There is nothing really new in today’s NCES report on state standards and NAEP in terms of the topline finding: State standards vary in their rigor. It’s an interesting analysis, but we knew that. Still, it will fuel the larger debate about No Child Left Behind. Ed Trust already has a statement out:
“The NCES report demonstrates that far too many states have set their proficiency standards at levels below even a basic knowledge and understanding of core academic subject matter. These findings follow previous research from the U.S. Department of Education showing that an estimated 75 percent of current high school graduates pursuing post-secondary education, while one-third of them end up in remedial classes.”
But I have to disagree with Sherman Dorn’s contention that reports, like the CEP No Child one the other day, never matter much. They often don’t cause an immediate pivot in a debate, but that shouldn’t be mistaken for not having effect. In the CEP case, there is a raging debate about the No Child law and Senator Kennedy and Representative Miller are working hard to hold Democratic support on the law. That’s an easier sell when they can say that, sure, the politics are tough but it’s the right overall direction for the policy so suck it up. It’s a lot harder if the data show something different. All that said, today’s report doesn’t matter much!
Update: Referring to the NCES report, in The Times Tamar Lewin writes:
The report supports critics who say the political compromise of the federal No Child Left Behind law, President Bush’s signature education initiative, has led to a patchwork of educational inequities around the country, with no common yardstick to determine whether schoolchildren are learning enough.

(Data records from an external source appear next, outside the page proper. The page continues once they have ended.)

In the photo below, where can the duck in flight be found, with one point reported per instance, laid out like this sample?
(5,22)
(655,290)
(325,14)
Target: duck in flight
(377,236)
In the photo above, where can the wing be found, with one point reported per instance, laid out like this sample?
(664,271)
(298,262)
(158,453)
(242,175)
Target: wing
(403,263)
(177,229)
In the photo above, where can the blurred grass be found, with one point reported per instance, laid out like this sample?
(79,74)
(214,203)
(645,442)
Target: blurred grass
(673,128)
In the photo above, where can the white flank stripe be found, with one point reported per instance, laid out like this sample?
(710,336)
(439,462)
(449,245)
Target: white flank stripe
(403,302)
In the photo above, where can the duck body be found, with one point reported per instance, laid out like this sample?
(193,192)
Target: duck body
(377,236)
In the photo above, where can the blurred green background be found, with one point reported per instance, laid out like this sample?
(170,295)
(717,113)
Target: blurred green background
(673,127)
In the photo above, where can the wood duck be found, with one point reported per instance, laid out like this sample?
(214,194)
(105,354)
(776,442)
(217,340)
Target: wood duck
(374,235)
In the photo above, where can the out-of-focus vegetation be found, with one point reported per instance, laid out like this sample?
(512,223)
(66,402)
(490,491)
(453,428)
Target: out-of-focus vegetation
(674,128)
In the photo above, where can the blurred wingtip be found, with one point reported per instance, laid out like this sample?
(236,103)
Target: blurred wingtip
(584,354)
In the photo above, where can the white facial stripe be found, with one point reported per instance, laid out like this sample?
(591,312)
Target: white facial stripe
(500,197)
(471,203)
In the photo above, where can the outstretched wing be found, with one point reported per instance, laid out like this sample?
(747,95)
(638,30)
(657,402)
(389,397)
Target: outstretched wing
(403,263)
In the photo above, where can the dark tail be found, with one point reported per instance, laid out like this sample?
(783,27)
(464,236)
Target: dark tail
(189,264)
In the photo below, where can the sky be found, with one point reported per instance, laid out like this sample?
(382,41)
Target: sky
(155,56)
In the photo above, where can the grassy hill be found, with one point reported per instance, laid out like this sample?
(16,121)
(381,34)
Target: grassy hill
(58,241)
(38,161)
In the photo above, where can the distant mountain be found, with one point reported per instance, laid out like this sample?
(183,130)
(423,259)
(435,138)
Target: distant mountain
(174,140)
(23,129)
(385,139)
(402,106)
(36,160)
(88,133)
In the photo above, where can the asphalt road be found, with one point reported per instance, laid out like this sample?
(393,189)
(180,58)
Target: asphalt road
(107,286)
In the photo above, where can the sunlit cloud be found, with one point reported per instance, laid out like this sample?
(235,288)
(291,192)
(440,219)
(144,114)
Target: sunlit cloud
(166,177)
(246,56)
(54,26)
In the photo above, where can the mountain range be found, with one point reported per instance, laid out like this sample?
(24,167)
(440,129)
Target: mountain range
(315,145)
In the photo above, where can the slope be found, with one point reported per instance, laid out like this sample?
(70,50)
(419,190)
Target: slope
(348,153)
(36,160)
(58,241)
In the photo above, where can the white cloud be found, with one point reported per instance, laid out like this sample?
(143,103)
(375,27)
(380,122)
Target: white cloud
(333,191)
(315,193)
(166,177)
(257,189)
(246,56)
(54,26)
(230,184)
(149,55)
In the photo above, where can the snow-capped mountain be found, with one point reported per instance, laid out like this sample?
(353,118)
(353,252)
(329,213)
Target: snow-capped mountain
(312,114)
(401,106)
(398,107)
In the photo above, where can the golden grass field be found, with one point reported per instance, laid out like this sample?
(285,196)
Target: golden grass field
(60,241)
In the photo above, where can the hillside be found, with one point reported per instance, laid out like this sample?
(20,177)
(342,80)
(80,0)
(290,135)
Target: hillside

Fair point except for the “has led” part. That patchwork preceded No Child Left Behind. If anything, put it on Bush’s father who tried and failed on national standards. The 1994 (Clinton) law subsequently charted the course on state standards. But hard to see, considering the politics, how either could have done more on the national issue. This Jack Jennings book looks at the history (but try to score a used copy!). And, the states have always had variance, that’s hardly new. The policy question is whether a national policy can effectively abate it or needlessly exacerbates it.
Also, while you’re reading The Times story, note the Spellings – Petrilli back and forth. Big fun.